37 Daarenboven hebben zij hun zonen en hun dochteren den duivelen geofferd.

38 En zij hebben onschuldig bloed vergoten, het bloed hunner zonen en hunner dochteren, die zij den afgoden van Kanaan hebben opgeofferd; zodat het land door deze bloedschulden is ontheiligd geworden.

39 En zij ontreinigden zich door hun werken, en zij hebben gehoereerd door hun daden.

40 Dies is de toorn des HEEREN ontstoken tegen Zijn volk, en Hij heeft een gruwel gehad aan Zijn erfdeel.

41 En Hij gaf hen in de hand der heidenen, en hun haters heersten over hen.

42 En hun vijanden hebben hen verdrukt, en zij zijn vernederd geworden onder hun hand.

43 Hij heeft hen menigmaal gered; maar zij verbitterden Hem door hun raad, en werden uitgeteerd door hun ongerechtigheid.

44 Nochtans zag Hij hun benauwdheid aan, als Hij hun geschrei hoorde.
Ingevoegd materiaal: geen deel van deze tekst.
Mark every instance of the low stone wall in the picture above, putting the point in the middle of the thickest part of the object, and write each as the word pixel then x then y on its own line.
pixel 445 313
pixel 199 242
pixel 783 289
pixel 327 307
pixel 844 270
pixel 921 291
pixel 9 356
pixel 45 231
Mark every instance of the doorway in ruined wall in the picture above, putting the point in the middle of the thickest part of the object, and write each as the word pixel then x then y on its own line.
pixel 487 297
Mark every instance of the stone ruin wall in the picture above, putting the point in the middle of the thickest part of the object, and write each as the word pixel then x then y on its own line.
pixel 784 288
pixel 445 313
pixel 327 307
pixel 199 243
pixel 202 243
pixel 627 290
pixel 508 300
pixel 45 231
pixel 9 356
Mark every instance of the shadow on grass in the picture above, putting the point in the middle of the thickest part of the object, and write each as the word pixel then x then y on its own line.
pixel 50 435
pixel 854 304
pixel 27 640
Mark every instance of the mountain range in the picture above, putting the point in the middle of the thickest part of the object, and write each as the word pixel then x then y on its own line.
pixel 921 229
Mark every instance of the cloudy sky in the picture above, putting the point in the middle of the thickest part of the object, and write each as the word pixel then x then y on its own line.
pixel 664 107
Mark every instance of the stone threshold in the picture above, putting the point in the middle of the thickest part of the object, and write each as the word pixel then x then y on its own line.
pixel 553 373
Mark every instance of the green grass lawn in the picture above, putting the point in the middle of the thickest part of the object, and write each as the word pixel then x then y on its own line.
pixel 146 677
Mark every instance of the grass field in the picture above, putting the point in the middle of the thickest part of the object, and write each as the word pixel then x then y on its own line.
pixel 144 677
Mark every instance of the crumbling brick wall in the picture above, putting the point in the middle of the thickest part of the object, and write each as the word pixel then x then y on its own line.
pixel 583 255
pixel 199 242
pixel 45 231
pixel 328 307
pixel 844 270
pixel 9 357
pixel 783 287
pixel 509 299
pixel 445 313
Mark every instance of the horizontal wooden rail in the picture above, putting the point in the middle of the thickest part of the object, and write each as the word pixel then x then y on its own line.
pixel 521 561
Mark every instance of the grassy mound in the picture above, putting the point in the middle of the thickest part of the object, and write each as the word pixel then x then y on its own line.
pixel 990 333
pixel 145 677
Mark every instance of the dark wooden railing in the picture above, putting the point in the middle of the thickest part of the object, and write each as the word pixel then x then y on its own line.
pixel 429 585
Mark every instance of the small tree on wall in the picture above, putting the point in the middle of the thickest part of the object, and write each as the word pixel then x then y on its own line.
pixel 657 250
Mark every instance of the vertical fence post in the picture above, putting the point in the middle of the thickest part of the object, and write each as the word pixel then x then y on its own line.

45 En Hij dacht tot hun beste aan Zijn verbond, en het berouwde Hem naar de veelheid Zijner goedertierenheden.

46 Dies gaf Hij hun barmhartigheid voor het aangezicht van allen, die hen gevangen hadden.

47 Verlos ons, HEERE, onze God! en verzamel ons uit de heidenen, opdat wij den Naam Uwer heiligheid loven, ons beroemende in Uw lof.

48 Geloofd zij de HEERE, de God Israels, van eeuwigheid en tot in eeuwigheid; en al het volk zegge: Amen, Hallelujah!